# OpenBox: A Generalized Black-box Optimization Service (1)
## Introduction
Recent years have witnessed the rapid development of artificial intelligence and machine learning. Machine learning models have been widely applied to solve practical problems, such as data prediction and analysis, face recognition, product recommendation, etc. However, the application of machine learning is not easy, as the choice of hyperparameter configurations has a great impact on the model performance. Hyperparameter optimization, which is a typical example of black-box optimization, has become one of the important challenges of machine learning. There is no analytical form or gradient information of the optimization objective, and the evaluation is expensive. Its goal is to find the global optimum within a limited budget of evaluation times.
OpenBox is an open-source system designed for black-box optimization. Based on Bayesian optimization, OpenBox can solve black-box optimization problems efficiently. It supports not only traditional single objective black-box optimization problems (e.g., hyperparameter optimization), but also multi-objective optimization, optimization with constraints, multiple parameter types, transfer learning, distributed parallel evaluation, multi-fidelity optimization, etc. Moreover, OpenBox provides both standalone local usage and online optimization service. Users can monitor and manage the optimization tasks on web pages, and also deploy their private optimization service.
In this article, we will first introduce black-box optimization, and then OpenBox -- our generalized open source black-box optimization service.
## What is Black-box Optimization?
In white-box optimization, the specific form of the problem is known. For example, we can solve linear regression by analytic formula, or we can optimize deep neural networks by their gradient information. However, in black-box optimization, the objective function has no analytical form so that information such as the derivative of the objective function is unavailable. We cannot use the characteristics of the optimization objective to obtain its global optimum.
The figure above is a schematic diagram of a black-box function. The black-box function can be viewed in terms of its inputs and outputs, without any knowledge of its internal workings. We can only continuously input data into the black-box function, and then use the outputs to guess the structure information.
Taking hyperparameter optimization of machine learning as an example, our goal is to find a hyperparameter configuration that makes the machine learning model perform best. Therefore, the input of the black-box function is a hyperparameter configuration of the model, and the output is the performance evaluation of the model by training the model using this hyperparameter configuration and making predictions. The relationship between the model performance and the hyperparameters can not be described by specific expressions.
In addition to automatic hyperparameter tuning, black-box optimization has a wide range of applications in many fields, such as automatic A/B testing, experimental design, knobs tuning in database, processor architecture and circuit design, resource allocation, automatic chemical design, etc. (as shown in the figure below).

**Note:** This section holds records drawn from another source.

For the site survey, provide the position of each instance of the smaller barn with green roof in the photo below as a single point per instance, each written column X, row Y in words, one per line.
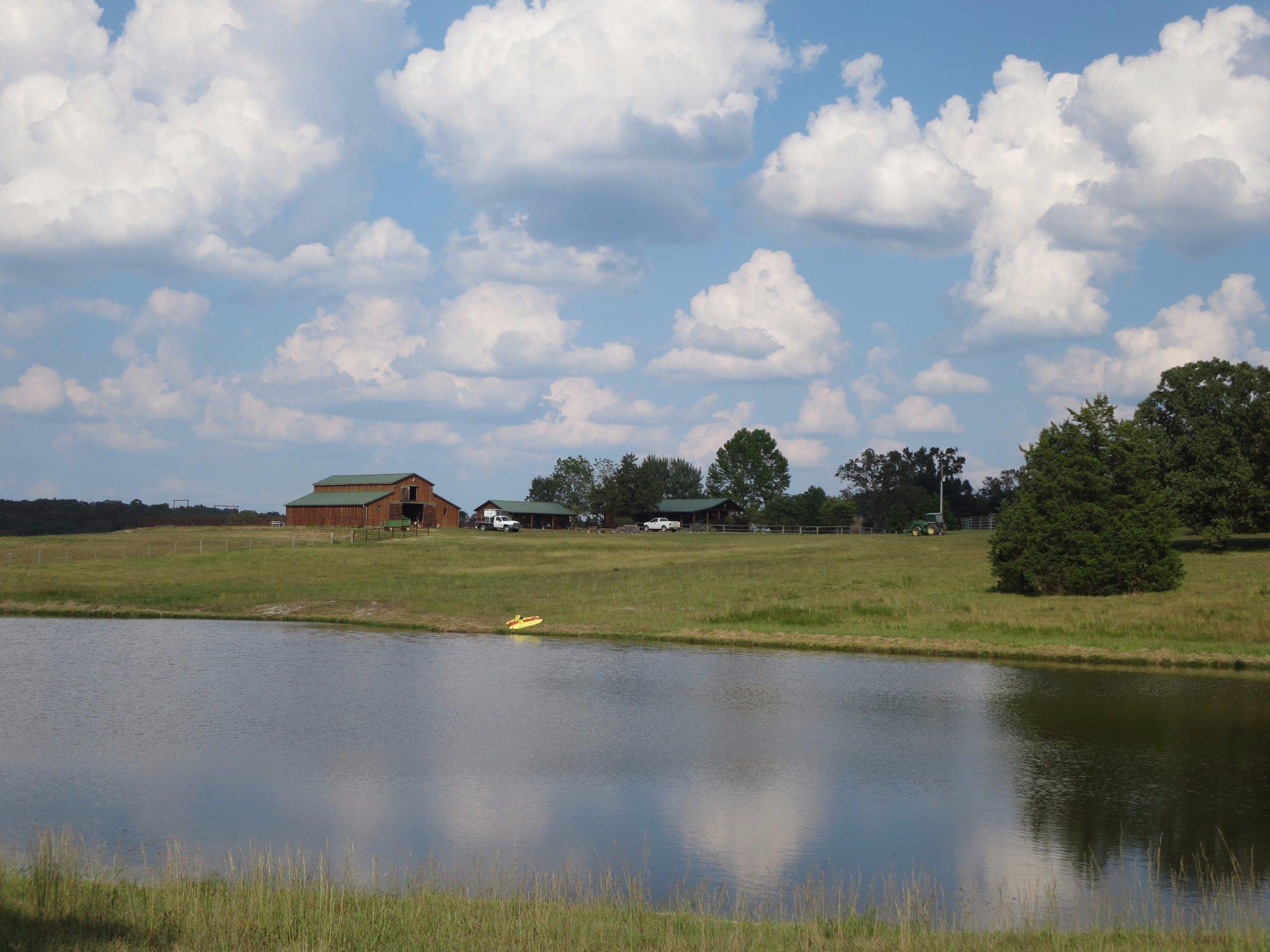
column 695, row 512
column 531, row 516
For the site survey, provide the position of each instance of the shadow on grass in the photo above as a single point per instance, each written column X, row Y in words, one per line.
column 26, row 931
column 1236, row 544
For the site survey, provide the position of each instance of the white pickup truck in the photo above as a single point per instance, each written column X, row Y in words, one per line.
column 662, row 525
column 505, row 524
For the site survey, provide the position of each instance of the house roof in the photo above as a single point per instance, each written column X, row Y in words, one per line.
column 368, row 479
column 341, row 498
column 689, row 506
column 521, row 506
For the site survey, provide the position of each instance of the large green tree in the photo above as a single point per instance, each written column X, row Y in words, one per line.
column 750, row 469
column 1210, row 422
column 572, row 483
column 893, row 488
column 672, row 478
column 1090, row 516
column 799, row 510
column 625, row 491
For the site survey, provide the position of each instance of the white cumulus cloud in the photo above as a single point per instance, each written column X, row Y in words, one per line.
column 505, row 251
column 370, row 256
column 919, row 414
column 599, row 116
column 1051, row 180
column 764, row 323
column 516, row 331
column 943, row 378
column 1193, row 329
column 825, row 411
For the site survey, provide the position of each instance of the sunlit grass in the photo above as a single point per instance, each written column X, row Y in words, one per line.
column 62, row 896
column 892, row 592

### Grid Search & Random Search
Grid search and random search are two naive methods to solve the black-box optimization problem. Grid search is also known as full factorial design. The user specifies a finite set of values for each hyperparameter, and grid search evaluates the Cartesian product of these sets. Obviously, grid search suffers from the curse of dimensionality, that is, with the increase of the number of hyperparameters, the number of evaluation times required increases exponentially.

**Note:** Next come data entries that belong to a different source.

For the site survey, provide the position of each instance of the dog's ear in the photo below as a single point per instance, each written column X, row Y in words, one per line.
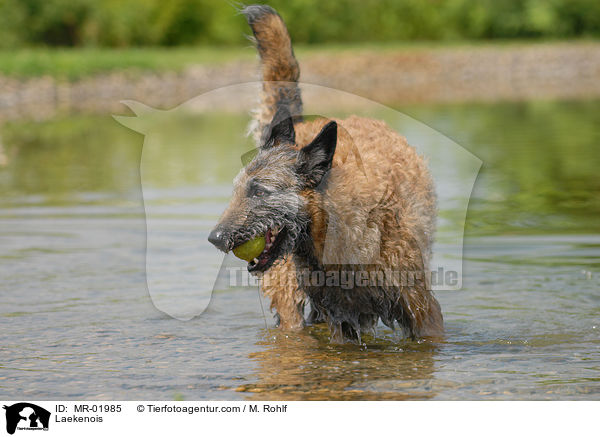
column 281, row 129
column 314, row 160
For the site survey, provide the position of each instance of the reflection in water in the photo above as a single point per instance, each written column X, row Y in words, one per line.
column 306, row 366
column 72, row 239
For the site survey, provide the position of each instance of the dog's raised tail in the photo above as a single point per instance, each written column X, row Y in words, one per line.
column 280, row 70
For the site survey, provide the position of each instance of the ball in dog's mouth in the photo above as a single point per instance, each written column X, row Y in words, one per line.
column 264, row 260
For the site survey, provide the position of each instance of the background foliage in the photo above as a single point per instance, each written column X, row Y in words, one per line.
column 123, row 23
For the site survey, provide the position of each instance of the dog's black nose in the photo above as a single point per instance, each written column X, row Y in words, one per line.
column 219, row 239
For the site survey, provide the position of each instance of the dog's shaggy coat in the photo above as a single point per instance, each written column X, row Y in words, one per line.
column 352, row 198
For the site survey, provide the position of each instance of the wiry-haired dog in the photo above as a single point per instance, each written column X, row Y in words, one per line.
column 334, row 199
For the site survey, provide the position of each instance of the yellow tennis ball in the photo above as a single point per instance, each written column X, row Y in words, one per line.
column 250, row 249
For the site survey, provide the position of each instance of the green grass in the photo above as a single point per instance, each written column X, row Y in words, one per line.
column 77, row 63
column 72, row 64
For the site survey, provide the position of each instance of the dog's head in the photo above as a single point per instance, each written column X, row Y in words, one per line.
column 269, row 194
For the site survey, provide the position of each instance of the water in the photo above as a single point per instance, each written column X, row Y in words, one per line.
column 76, row 319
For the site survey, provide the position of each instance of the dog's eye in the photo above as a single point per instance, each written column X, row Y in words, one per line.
column 255, row 190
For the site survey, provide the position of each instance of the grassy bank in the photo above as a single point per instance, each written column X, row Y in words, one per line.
column 72, row 64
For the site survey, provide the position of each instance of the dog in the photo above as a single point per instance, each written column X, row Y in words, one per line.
column 347, row 209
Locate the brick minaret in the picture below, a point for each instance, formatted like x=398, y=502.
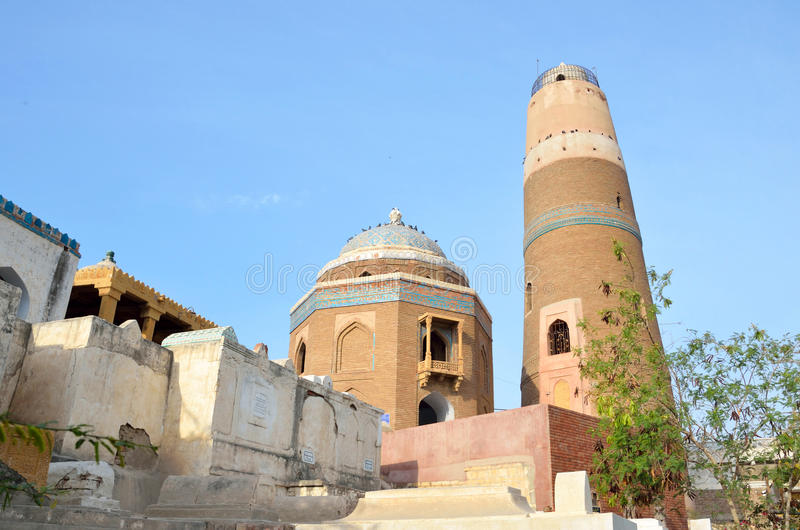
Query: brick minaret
x=577, y=199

Compared with grid search, random search is a more effective method. It will continuously sample hyperparameter randomly and evaluate it within a given resource (e.g., time) constraint. If there are unimportant hyperparameters, when performing grid search, we fix the value of important hyperparameters and try different values of unimportant hyperparameters, resulting in a small difference of evaluation results and low efficiency. However, random search avoids this problem and can search more different objective values corresponding to different important hyperparameters. The figure below shows the difference between grid search and random search.

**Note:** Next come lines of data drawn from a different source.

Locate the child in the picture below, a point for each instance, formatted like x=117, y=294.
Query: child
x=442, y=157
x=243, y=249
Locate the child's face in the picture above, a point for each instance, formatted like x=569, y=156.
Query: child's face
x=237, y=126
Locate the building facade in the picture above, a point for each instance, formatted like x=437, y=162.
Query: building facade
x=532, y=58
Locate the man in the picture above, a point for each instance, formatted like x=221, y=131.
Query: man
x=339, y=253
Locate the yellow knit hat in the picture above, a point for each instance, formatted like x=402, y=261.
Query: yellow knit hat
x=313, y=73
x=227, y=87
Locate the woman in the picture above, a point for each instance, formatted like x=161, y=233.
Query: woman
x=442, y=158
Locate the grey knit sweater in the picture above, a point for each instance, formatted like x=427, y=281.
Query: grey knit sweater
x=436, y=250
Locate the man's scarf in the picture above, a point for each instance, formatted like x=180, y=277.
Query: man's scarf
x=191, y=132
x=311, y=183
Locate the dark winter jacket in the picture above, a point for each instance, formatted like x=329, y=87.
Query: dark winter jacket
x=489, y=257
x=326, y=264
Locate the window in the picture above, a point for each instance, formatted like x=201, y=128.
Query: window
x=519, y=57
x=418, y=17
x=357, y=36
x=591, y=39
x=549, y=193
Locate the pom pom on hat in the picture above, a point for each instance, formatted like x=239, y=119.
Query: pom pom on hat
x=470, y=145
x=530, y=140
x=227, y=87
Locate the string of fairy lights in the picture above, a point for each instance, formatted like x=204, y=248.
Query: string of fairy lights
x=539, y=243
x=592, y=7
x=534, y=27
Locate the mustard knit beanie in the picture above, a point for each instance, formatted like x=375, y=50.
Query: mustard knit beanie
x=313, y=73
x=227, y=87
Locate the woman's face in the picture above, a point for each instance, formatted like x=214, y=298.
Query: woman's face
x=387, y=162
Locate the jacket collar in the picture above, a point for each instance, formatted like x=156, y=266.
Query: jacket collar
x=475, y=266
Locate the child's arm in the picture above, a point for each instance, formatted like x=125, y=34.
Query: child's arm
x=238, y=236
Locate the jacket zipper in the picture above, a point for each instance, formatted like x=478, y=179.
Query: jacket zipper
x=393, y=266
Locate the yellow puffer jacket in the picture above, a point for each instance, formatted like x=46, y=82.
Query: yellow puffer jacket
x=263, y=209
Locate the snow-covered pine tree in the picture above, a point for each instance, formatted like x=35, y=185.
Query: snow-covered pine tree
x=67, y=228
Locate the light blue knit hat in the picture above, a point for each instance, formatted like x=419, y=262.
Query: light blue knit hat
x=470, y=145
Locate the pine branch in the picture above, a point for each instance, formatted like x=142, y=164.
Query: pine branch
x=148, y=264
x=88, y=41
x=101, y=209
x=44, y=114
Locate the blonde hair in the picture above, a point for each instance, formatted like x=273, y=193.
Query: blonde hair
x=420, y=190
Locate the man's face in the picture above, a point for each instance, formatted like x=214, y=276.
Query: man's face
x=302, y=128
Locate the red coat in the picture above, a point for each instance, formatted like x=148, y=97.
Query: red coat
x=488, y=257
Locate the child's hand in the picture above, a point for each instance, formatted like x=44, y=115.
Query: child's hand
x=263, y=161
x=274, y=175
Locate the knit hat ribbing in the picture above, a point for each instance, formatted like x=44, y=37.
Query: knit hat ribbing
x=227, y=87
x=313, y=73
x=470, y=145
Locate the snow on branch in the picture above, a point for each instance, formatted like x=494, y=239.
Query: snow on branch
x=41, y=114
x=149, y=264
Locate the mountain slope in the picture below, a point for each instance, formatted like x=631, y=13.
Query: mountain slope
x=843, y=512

The above figure is an example of Bayesian Optimization in one-dimensional input space. The three diagrams from top to bottom display the sequential optimization process. The black dotted line in the figure represents the real black-box function. In the initial case, two historical observations are used to train the probabilistic surrogate model. The predicted mean is represented by the black solid line, and the predicted variance (i.e. uncertainty) is represented by the blue area. The commonly used surrogate models are Gaussian Process, Random Forest, Tree-structured Parzen Estimator (TPE), etc.
According to the surrogate model, the acquisition function (orange curve in the figure) suggests the most promising candidate input parameters. The acquisition function needs to balance exploration and exploitation, that is, to choose the candidate with higher uncertainty or better predictive performance. Compared with the real black-box function, the evaluation cost of the acquisition function is much lower, so it can be fully optimized. Common acquisition functions include Expected Improvement, Lower Confidence Bound, Probability of Improvement, etc.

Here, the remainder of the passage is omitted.